(immancabile un Puzo per l’estate) Questa volta la mafia è solo sullo sfondo, mentre emerge prepotente la Little Italy anteguerra. Storia di una madre: gioie, dolori, sfortune, lacrime.
La città e le stelle – sir Arthur Charles Clarke
(iniziato a scuola, finito al mare) Bella l’idea dell’ambientazione in un futuro remotissimo, ma la trama mi ha convinto meno. Una sorta di space-opera e da Clarke mi aspettavo di più.
Anni senza fine – Clifford Donald Simak
(in parte in aereo, in parte nello zaino) Nove racconti, per lo più dalla vecchia Astounding, riuniti in un romanzo che comunque rimane ellittico. Su tutti spicca il secondo, amarissimo, nel quale emerge Jenkins, una sorta di precedente per l’asimoviano R. Daneel Olivaw.
Guerra eterna – Joe William Haldeman
(nei ritagli di tempo) Un romanzo di fantascienza che parla dell’orrore del Vietnam, ma anche un utilizzo geniale e, volendo, didattico della relatività einsteiniana, con un finale meraviglioso.
Sei pezzi meno facili – Richard Phillips Feynman
(su una bancarella, in trasferta) Ironico, complesso, geniale. Nonostante si tratti di concetti noti, richiederebbe, soprattutto il capitolo finale, una maggior concentrazione di quella che gli ho potuto concedere.
Lost in translation – Ella Frances Sanders
(anche questo te l’ho regalato a Natale, dopo averlo scoperto grazie ad un editoriale di Topolino) Una raccolta di parole intraducibili tratte da diverse lingue del mondo: difficilmente sarei riuscito a resistere al fascino di pagine così, seppur molto leggere.
Terza liceo 1939 – Marcella Olschki
(l’ho regalato a Natale dopo averne letto una veloce recensione) Spaccato sul periodo storico che ritengo più affascinante – ma non mi si fraintenda. Breve, forse troppo breve: confesso un filo di delusione.

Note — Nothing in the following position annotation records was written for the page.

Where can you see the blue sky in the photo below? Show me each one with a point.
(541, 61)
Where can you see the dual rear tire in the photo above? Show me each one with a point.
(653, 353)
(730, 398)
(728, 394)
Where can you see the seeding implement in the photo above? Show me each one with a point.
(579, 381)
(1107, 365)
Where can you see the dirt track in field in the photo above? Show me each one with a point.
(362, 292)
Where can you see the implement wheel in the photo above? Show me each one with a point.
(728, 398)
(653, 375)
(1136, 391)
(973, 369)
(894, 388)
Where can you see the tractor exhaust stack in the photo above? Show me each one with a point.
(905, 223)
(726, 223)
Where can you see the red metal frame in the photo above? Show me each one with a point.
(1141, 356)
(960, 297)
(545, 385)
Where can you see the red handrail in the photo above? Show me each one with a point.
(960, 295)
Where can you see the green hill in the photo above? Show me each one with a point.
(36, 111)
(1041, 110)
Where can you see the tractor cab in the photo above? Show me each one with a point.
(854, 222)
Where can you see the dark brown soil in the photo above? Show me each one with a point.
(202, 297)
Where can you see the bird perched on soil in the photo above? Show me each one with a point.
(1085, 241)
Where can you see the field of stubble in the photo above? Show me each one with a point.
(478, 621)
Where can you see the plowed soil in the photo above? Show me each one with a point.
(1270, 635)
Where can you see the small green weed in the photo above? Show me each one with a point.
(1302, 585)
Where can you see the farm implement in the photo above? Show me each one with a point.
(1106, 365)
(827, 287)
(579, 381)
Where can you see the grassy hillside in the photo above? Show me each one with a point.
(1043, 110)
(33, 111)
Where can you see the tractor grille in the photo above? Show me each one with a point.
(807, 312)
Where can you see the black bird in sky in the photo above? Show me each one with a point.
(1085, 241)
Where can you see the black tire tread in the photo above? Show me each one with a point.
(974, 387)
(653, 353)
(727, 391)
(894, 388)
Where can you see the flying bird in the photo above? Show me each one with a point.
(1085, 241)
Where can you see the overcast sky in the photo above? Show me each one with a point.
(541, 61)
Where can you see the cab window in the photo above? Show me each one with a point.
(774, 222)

M. Gli ultimi giorni dell’Europa – Antonio Scurati
(iniziato, rimasto nel comodino durante il solito autunno impegnativo, ripreso e subito finito) Dalla Firenze del maggio millenovecentotrentotto al dramma del non potersi più sottrarre, neanche quando “LVI” si era forse reso conto del tragico errore.
Pastorale americana – Philip Milton Roth
(al mare. In ritardo di almeno quindici anni rispetto al suggerimento di D’O.) Una sorta di lunghissimo flusso di coscienza che ti travolge – a volte non capisci quale sia la realtà della trama e quale la finzione del pensiero – e ti stordisce con i meandri della mente dello Svedese, personaggio tanto indimenticabile quanto ne è odiosa la figlia.
Il passaggio – Leonardo Gori
(per ritrovare Arcieri) Le pagine risentono dell’atmosfera lugubre del ’44, così diversa da quella del romanzo precedente. I capitoli sono più lunghi, la vicenda addirittura cerebrale; manca la freschezza dell’esordio, e subito, ma forse solo per me, la mente era corsa ad Anghiari.